2. The document registration according to claim 1, wherein the index creation unit designates a predetermined language in addition to the designated language accepted by the language designation acceptance unit and performs the normalization in the plurality of languages. apparatus.

The document registration apparatus according to claim 2, wherein the index creating unit designates English as the predetermined language.

In a document search apparatus that searches a plurality of document data registered by the document registration apparatus according to claim 1 for a document that matches the input search formula,
Search request accepting means for accepting the search request for the search;
Language designation accepting means for accepting the designation of the language related to the one search request to be accepted;
Retrieval means for normalizing the accepted search request in a plurality of languages including the accepted designated language and performing a search of the plurality of document data using an index created by normalizing the document data in a plurality of languages When,
A document retrieval apparatus comprising:

5. The document search apparatus according to claim 4, wherein the search unit specifies a predetermined language in addition to the specified language received by the language specification reception unit and performs the normalization in the plurality of languages. .

The document search apparatus according to claim 5, wherein the search unit specifies English as the predetermined language.

In a computer-readable program for causing a computer to execute a process of registering the document data in order to search a document that matches the input search formula from a plurality of registered document data,
Document data reception processing for receiving input of document data to be registered;
A language designation accepting process for accepting designation of a language relating to the one document to be accepted;
When the plurality of languages including the received designated language hold different character code areas, the document data is normalized with respect to one language out of the plurality of languages to obtain normalized data. Create new normalized data by normalizing the normalized data for one other language, and create new normalized data for all the other languages in the same way By creating one normalized data, creating an index based on the one normalized data, when the plurality of languages hold the same character code area, for the document data, the normalization to make creating a plurality of normalized data as many of said plurality of languages for each of a plurality of languages, the indexing process for creating an index based on the plurality of normalized data
A registration process for registering this index and the received document data;
A program that causes a computer to execute.

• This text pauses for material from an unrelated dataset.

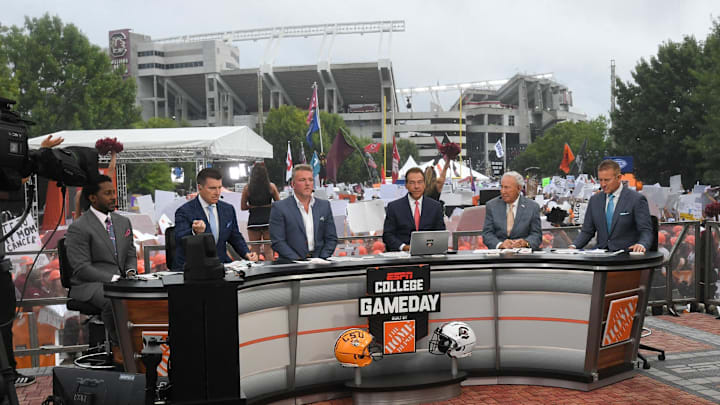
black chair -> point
(99, 342)
(170, 247)
(646, 331)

In a computer-readable program for causing a computer to execute processing for searching a plurality of document data registered by the program of claim 7 for a document that matches an input search expression,
A search request receiving process for receiving a search request for the search;
A language designation accepting process for accepting designation of a language related to the one search request to be accepted;
A search process for normalizing the received search request in a plurality of languages including the specified language that has been received, and executing a search for the plurality of document data using an index created by normalizing the document data in a plurality of languages When,
A program that causes a computer to execute.

In a storage medium storing a computer-readable program,
A storage medium, wherein the program is the program according to any one of claims 7 and 8.